I have read the Release and Waiver of Liability, Assumption of Risk, and Indemnity Agreement, and understand that I have given
up substantial rights by signing it and have signed it freely and without any inducement or assurance of any nature and intend it to be a
complete and unconditional release of all liability to the greatest extent allowed by law and agree that if any portion of this agreement is held
to be invalid, the balance, notwithstanding shall continue in full force and effect.
Signature: ________________________________ Date: _______________
(Parent)
Signature: ________________________________ Date: _______________
(Participant)
Parent Consent
And I, the minor’s parent and/or legal guardian, understand the nature of the above referenced activities and the minor’s experience
and capabilities and believe the minor to be qualified to participate in such activity. I herby release, discharge, covenant not to sue and
AGREE TO INDEMNIFY AND SAVE AND HOLD HARMLESS each of the releasees from liability, claims, demands, losses, or damages
on the minor’s account caused or alleged to have been caused in whole or in part by negligence of the releasee or otherwise, including
negligent rescue operations, and further agree that if, despite this release, the minor, or anyone on the minor’s behalf, makes claim against
any of the above releasees, I WILL INDEMNIFY, SAVE AND HOLD HARMLESS each of the releasees from any litigation expenses,
attorney fees, loss liability, damage, or cost any releasee may incur as the result of any such claim.

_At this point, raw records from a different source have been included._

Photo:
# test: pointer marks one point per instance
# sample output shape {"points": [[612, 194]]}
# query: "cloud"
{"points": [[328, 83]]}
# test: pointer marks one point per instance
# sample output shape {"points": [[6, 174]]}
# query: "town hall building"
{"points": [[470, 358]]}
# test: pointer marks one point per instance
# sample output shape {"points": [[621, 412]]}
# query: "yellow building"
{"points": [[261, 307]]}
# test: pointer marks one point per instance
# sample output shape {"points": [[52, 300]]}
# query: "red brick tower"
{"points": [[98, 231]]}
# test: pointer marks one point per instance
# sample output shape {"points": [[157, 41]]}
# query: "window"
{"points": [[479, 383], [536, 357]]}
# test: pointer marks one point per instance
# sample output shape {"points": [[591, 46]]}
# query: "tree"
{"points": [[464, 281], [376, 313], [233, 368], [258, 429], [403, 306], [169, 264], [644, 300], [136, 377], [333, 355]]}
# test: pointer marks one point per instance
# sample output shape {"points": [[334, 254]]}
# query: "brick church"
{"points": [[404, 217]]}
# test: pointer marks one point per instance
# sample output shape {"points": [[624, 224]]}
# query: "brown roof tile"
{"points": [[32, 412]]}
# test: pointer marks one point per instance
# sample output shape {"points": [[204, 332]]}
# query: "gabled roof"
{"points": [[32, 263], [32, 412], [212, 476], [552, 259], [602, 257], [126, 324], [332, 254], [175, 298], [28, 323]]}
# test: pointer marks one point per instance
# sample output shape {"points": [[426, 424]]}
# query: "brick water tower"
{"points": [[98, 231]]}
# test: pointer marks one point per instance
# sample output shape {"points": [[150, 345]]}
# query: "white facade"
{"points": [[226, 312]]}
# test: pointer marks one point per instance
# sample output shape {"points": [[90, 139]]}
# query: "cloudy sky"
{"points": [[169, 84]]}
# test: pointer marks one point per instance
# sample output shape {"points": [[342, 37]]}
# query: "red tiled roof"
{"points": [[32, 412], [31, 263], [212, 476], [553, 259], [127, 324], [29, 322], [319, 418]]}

______________________________________
Printed name of parent/or legal guardian
______________________________________
Date: ___________________________
Signature of parent/or legal guardian
Authorization To Consent To The Treatment Of A Minor
I, we the undersigned, parents of _____________________ a minor, do hereby authorize any adult instructor of Champion Gymnastics
Academy, as agent(s) for the undersigned, to consent to any medical treatment and/or call 911 and/or for hospital care which is deemed
advisable by, and is rendered under the general or special supervision of any physician or surgeon licensed under the provisions of the
Medical Practice Act, whether such diagnosis or treatment is rendered at the office of said physician or at the hospital.
It is understood that this authorization is given in advance of any specific diagnosis, treatment, or hospital care being required, but is given to
provide authority and power on the part of our aforesaid agent to give specific consent to any an all such diagnosis, treatment or hospital care
which the aforementioned physician in the exercise of his best judgment may deem advisable. This authorization is given pursuant to the
provisions of Section 25.8 of the Civil Code of California.
This authorization shall remain effective indefinitely, unless sooner revoked in writing and delivered to said agent(s).